Web-Based Toolkit to Improve Cancer-Related Emotional Distress and Anxiety in Rural Older Cancer Survivors

Designing for Sustainability: Co-Designing and Testing the Efficacy of a Web-Based Toolkit to Improve Cancer-Related Emotional Distress and Anxiety for Rural Older Cancer Survivors

This clinical trial tests how well a web based toolkit works to improve cancer related emotional distress and anxiety in rural older cancer survivors. Rural older adults with cancer-related distress are particularly vulnerable to poorer mental health and cancer-related outcomes including increased difficulties identifying symptoms of anxiety, a reduced likelihood of knowing when to access mental health services, and a higher likelihood of having poorly managed CRD, even after receiving a psychosocial referral. The web based tool kit called CONNECT addresses digital literacy and supports for cancer-related distress management through interactive activities for setting up telehealth visits, accessing educational materials about cancer-related distress, and providing individualized mental health resource recommendations. Using CONNECT may improve cancer related emotional distress and anxiety in rural older cancer survivors.

Study Overview

• Status: Recruiting
• Conditions: Malignant Solid Neoplasm; Hematopoietic and Lymphatic System Neoplasm
• Intervention / Treatment: Other: Interview; Other: Survey Administration; Other: Text Message-Based Navigation Intervention; Other: Interview; Other: Educational Intervention; Other: Educational Intervention; Other: Internet-Based Intervention; Behavioral: Patient Navigation; Behavioral: Telephone-Based Intervention

Detailed Description

PRIMARY OBJECTIVES:

I. Co-design Objective (Aim 1): Finalize the CONNECT digital tool design through qualitative co-design evaluations with stakeholders to prepare the intervention for efficacy testing.
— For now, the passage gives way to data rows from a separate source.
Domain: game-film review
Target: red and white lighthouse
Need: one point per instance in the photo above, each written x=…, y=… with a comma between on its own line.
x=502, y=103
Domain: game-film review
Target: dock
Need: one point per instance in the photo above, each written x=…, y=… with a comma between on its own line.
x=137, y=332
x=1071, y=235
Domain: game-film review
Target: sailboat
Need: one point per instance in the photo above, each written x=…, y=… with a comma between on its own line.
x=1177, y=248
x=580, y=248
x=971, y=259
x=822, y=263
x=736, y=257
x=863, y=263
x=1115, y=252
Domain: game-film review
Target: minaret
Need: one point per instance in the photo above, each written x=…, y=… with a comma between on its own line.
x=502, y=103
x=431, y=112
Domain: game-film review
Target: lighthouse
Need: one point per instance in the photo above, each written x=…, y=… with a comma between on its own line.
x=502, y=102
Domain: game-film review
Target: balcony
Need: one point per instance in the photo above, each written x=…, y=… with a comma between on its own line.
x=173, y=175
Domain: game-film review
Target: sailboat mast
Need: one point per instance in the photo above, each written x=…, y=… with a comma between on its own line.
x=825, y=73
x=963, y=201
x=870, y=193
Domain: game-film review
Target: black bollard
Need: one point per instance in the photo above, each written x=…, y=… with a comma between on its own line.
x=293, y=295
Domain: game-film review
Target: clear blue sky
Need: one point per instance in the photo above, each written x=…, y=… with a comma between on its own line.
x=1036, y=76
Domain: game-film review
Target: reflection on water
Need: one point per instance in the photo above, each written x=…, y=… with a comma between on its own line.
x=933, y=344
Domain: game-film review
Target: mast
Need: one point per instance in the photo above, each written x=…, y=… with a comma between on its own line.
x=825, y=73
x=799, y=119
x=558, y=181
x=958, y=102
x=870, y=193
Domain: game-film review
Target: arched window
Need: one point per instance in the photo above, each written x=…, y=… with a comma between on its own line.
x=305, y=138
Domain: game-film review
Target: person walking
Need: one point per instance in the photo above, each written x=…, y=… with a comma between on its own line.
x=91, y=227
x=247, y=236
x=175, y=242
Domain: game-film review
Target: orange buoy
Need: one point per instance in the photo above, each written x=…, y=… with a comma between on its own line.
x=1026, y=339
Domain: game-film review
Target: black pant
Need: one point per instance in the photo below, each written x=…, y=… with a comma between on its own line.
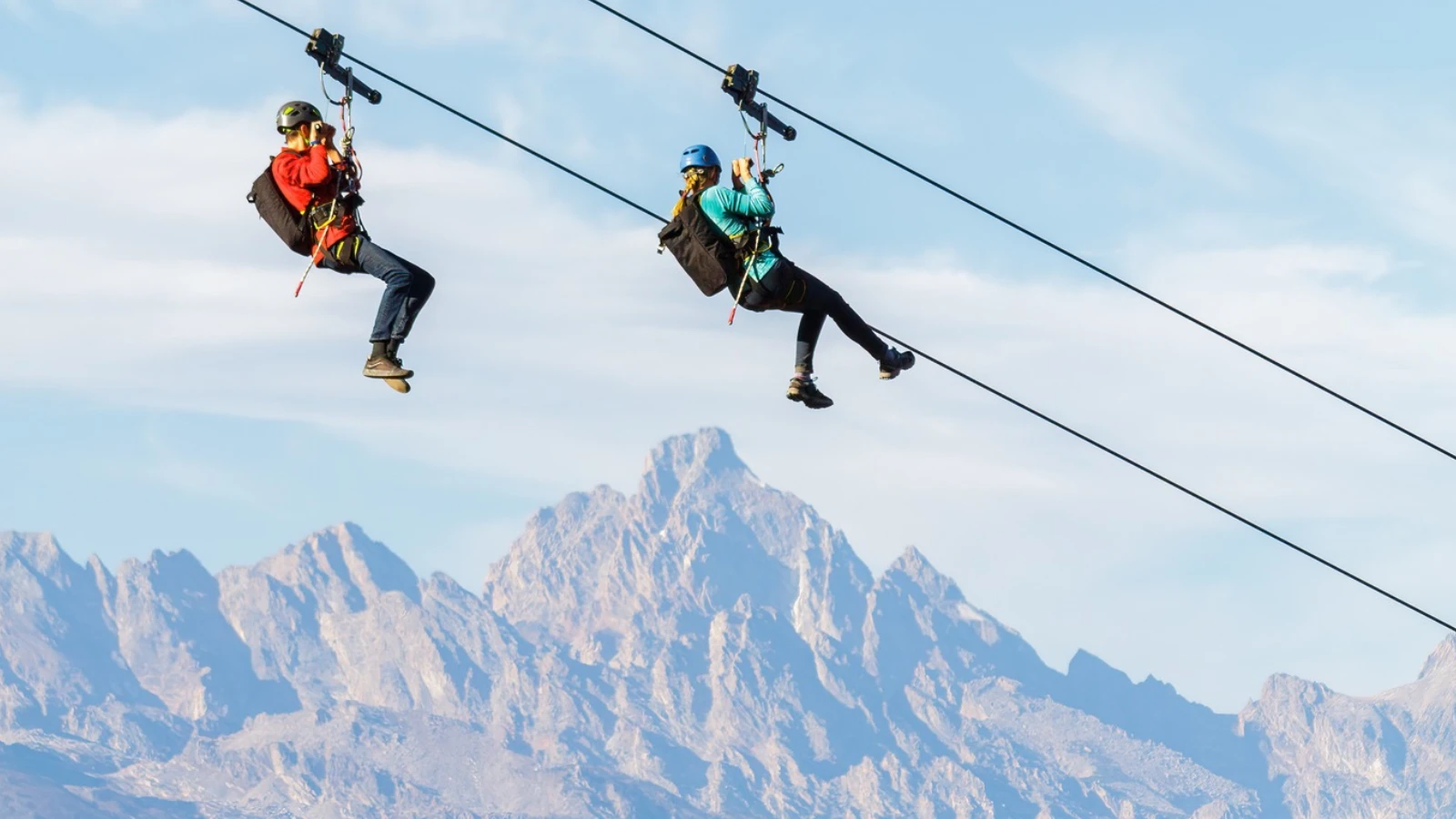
x=407, y=285
x=791, y=290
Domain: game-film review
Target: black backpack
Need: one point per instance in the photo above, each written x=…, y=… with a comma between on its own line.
x=290, y=225
x=713, y=259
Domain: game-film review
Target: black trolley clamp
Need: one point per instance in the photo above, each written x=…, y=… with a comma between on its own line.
x=328, y=48
x=743, y=86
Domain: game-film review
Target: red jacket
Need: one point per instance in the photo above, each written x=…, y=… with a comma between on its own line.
x=308, y=179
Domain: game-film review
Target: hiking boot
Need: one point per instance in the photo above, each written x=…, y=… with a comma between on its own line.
x=803, y=389
x=385, y=368
x=895, y=363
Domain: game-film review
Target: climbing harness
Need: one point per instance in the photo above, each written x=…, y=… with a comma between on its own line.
x=327, y=48
x=743, y=86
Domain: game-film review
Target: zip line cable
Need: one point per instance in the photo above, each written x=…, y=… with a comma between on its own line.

II. Efficacy Objective (Aim 2): Evaluate the efficacy of the CONNECT digital tool in reducing cancer-related distress among rural cancer survivors and caregivers, as measured by the validated 23-item Cancer and Treatment Distress Scale (CTXD), in a randomized controlled trial.

III. Implementation Objective (Aim 3): Assess the feasibility and potential for scale-up of the CONNECT intervention in rural communities and healthcare settings through qualitative interviews.

SECONDARY OBJECTIVES:

I. Assess self-reported healthcare resource utilization over the 12-month study period. (Aim 2, Efficacy Testing)

II. Assess self-reported shared device use for accessing health-related information and services. (Aim 2, Efficacy Testing)

III. Assess self-reported telehealth utilization, including portal use, completed visits, and visit modality. (Aim 2, Efficacy Testing)

IV. Evaluate cancer survivors' unmet needs using a validated 35-item unmet needs survey. (Aim 2, Efficacy Testing)

V. Evaluate caregiver strain using the validated 13-item Caregiver Strain Index. (Aim 2, Efficacy Testing)

OUTLINE: Advisory board members are assigned to arm I, patients and their caregivers are randomized to arm II or III.

ARM I: Co-design / Advisory Board Arm (Non-randomized) Advisory board members participate in qualitative co-design activities to refine the CONNECT digital tool prior to efficacy testing. Activities include small-group workshops, interviews, field-testing, and surveys focused on usability, content relevance, and acceptability of the platform.

ARM II: Intervention (CONNECT) Arm: Participants receive access to the CONNECT digital platform, which includes educational materials on cancer-related distress management, guidance on telehealth use, and personalized recommendations for supportive resources. They complete a guided onboarding tutorial with a Study Team Member, receive up to four structured review sessions (20 minutes each) by phone or video, and get automated text message reminders every two weeks for four months to encourage engagement.

Control Arm: Participants receive usual care plus a mailed educational brochure about managing cancer-related distress. They do not receive access to the CONNECT platform or coaching sessions.

ARM III: Patients are mailed an educational brochure about distress management on study. AIM 3: Scale-up / Implementation Assessment A subsample of participants from Arms II and III will participate in exit interviews to assess potential implementation outcomes, sustainability, and barriers/facilitators for scaling CONNECT in rural communities and healthcare settings.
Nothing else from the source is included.